Bank of India Mutual Fund launches Multi Asset Allocation Fund NFO. Key things to know

Bank of India Mutual Fund announced the launch of the Bank of India Multi Asset Allocation Fund on Wednesday. It is an open-ended scheme investing in equity, debt and gold ETF. The new fund offer (NFO) of the scheme is open for subscription and will close on February 21.

10 things to know about Bank of India Multi Asset Allocation Fund:

1. What is the investment objective of the scheme?
The investment objective of the scheme is to seek long-term capital growth by predominantly investing in equity and equity-related securities, debt and money market instruments and gold ETF.
2. For whom the scheme is suitable?
The scheme is suitable for investors who are seeking low volatility in their portfolio and exposure to multiple asset classes with better returns. Also, investors may consider this fund as part of their allotment of emergency or contingency plans, due to the diverse nature of the fund.3. Who will be the fund manager of the scheme?
The scheme will be managed by Alok Singh and Mithraem Bharucha.
4. Which benchmark will the scheme follow?
The scheme will be benchmarked against 37.50% of Nifty 500 TRI + 50% of Nifty Composite Debt Index + 12.50% of Domestic Prices of Gold.

5. What is the minimum application amount?
The minimum application amount is Rs 5,000 and in multiples of Re 1 thereafter. The minimum application amount for additional investment is Rs 1,000 and in multiples of Re 1 thereafter. The minimum application amount for monthly SIP/STP is Rs 1,000 and in multiples of Rs 100 thereafter for a minimum of six months.

6. What is the exit load?
The exit load for redemption/switch out up to 10% of the initial units allotted, within 12 months from the date of allotment is “Nil”. Any redemption/switch out in excess of the above-mentioned limit would be subject to an exit load of 1% if the units are redeemed/switched out within 12 months from the date of allotment of units. If the units are redeemed/switched out after 12 months from the date of allotment of units is “Nil”.

7. What is the expense ratio?
The maximum total expense ratio (TER) permissible under Regulation 52 (6) (c) (i) and (6) (a) is up to 2%. The additional expenses under regulation 52 (6A) ( c) are up to 0.05%. The additional expenses for gross new inflows from specified cities under Regulation 52 (6A) (b) are up to 0.30%.

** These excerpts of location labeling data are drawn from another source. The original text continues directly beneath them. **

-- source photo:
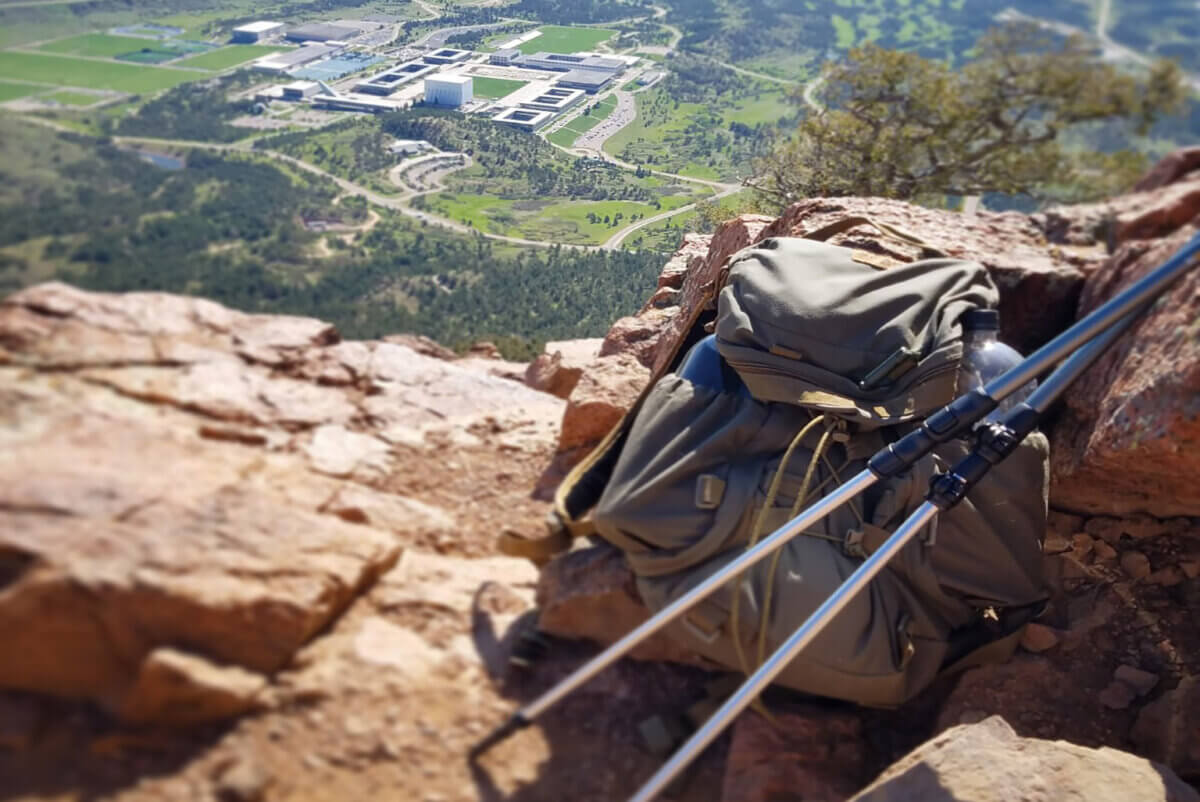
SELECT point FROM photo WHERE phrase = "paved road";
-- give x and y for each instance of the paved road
(622, 115)
(615, 241)
(351, 187)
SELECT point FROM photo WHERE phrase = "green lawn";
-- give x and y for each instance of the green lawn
(103, 46)
(493, 88)
(562, 39)
(227, 57)
(767, 107)
(12, 91)
(89, 75)
(75, 99)
(559, 221)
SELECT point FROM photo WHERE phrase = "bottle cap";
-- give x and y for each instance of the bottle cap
(981, 319)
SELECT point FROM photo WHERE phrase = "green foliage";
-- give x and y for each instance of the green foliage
(510, 163)
(234, 228)
(197, 112)
(88, 73)
(702, 120)
(354, 149)
(894, 124)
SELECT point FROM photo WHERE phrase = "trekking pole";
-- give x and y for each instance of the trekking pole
(943, 425)
(996, 442)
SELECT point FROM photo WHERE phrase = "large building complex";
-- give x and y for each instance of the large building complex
(585, 71)
(323, 33)
(291, 59)
(448, 90)
(257, 31)
(523, 91)
(448, 55)
(389, 81)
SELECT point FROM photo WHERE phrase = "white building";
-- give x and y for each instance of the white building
(300, 89)
(526, 119)
(252, 33)
(449, 90)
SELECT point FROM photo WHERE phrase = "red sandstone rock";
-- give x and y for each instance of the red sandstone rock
(1129, 437)
(1168, 729)
(190, 494)
(807, 753)
(606, 389)
(1038, 283)
(730, 238)
(989, 762)
(589, 593)
(637, 335)
(1171, 168)
(557, 370)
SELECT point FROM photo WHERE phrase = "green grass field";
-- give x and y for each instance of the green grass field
(227, 57)
(493, 88)
(561, 221)
(12, 91)
(102, 46)
(89, 75)
(567, 136)
(75, 99)
(561, 39)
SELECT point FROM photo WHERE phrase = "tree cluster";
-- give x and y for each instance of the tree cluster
(894, 124)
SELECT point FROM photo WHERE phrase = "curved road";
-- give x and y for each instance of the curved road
(351, 187)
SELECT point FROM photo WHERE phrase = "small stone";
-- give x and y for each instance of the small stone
(355, 725)
(385, 748)
(1135, 564)
(1117, 695)
(1168, 576)
(243, 780)
(972, 716)
(1141, 682)
(1038, 638)
(1055, 544)
(19, 719)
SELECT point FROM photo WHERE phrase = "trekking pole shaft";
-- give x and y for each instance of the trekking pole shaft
(964, 412)
(1054, 385)
(786, 653)
(693, 597)
(1128, 300)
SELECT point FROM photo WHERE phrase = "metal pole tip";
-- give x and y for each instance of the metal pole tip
(517, 722)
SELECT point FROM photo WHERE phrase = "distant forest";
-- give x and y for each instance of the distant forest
(237, 229)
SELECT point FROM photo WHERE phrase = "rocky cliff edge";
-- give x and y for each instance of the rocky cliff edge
(243, 558)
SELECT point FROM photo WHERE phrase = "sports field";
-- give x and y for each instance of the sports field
(75, 99)
(492, 88)
(89, 75)
(227, 57)
(12, 91)
(562, 39)
(100, 46)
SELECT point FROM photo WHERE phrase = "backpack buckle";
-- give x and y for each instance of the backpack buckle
(891, 369)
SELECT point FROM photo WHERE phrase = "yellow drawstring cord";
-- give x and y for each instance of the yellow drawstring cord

8. How will the scheme allocate its assets?
The scheme will invest 35-40% in equity and equity-related instruments, 45-55% in debt and money market instruments, 10-15% in Gold ETF, and 0-10% in units issued by REITs and INVITs.

“The low correlation between debt and equity allows the portfolio to balance the volatility associated with the individual asset class. The exposure to gold further helps in managing the portfolio volatility. The low volatility of the portfolio increases the propensity of investors to hold on to their investments for long periods, which in turn results in better accretion because of the compounding effect,” said Alok Singh, CIO, Bank of India Investment Managers.

9. What is the investment strategy?
The scheme will build a portfolio using a combination of top-down and bottom-up approaches. For asset allocation, the fund manager would take the help of the qualitative framework of MVPS (Macro, Valuation, Policy and Sentiment).

10. Why multi-asset allocation fund now?
“The AMC has exhibited competence in the construct and management of asset allocation and rules-based hybrid products. The Multi Asset Allocation Fund is a further addition to this bouquet for the benefit of our existing and potential investors, who are looking at a portfolio mix that predominantly focuses on stability through majority debt allocation while growth & inflation hedges are achieved vide secondary allocations in equity & gold. Further investors also have an added benefit of indexation on Long-term capital gains (after a suitable holding period of over 3 years as per current tax regulations),” said Mohit Bhatia, CEO, Bank of India Investment Managers.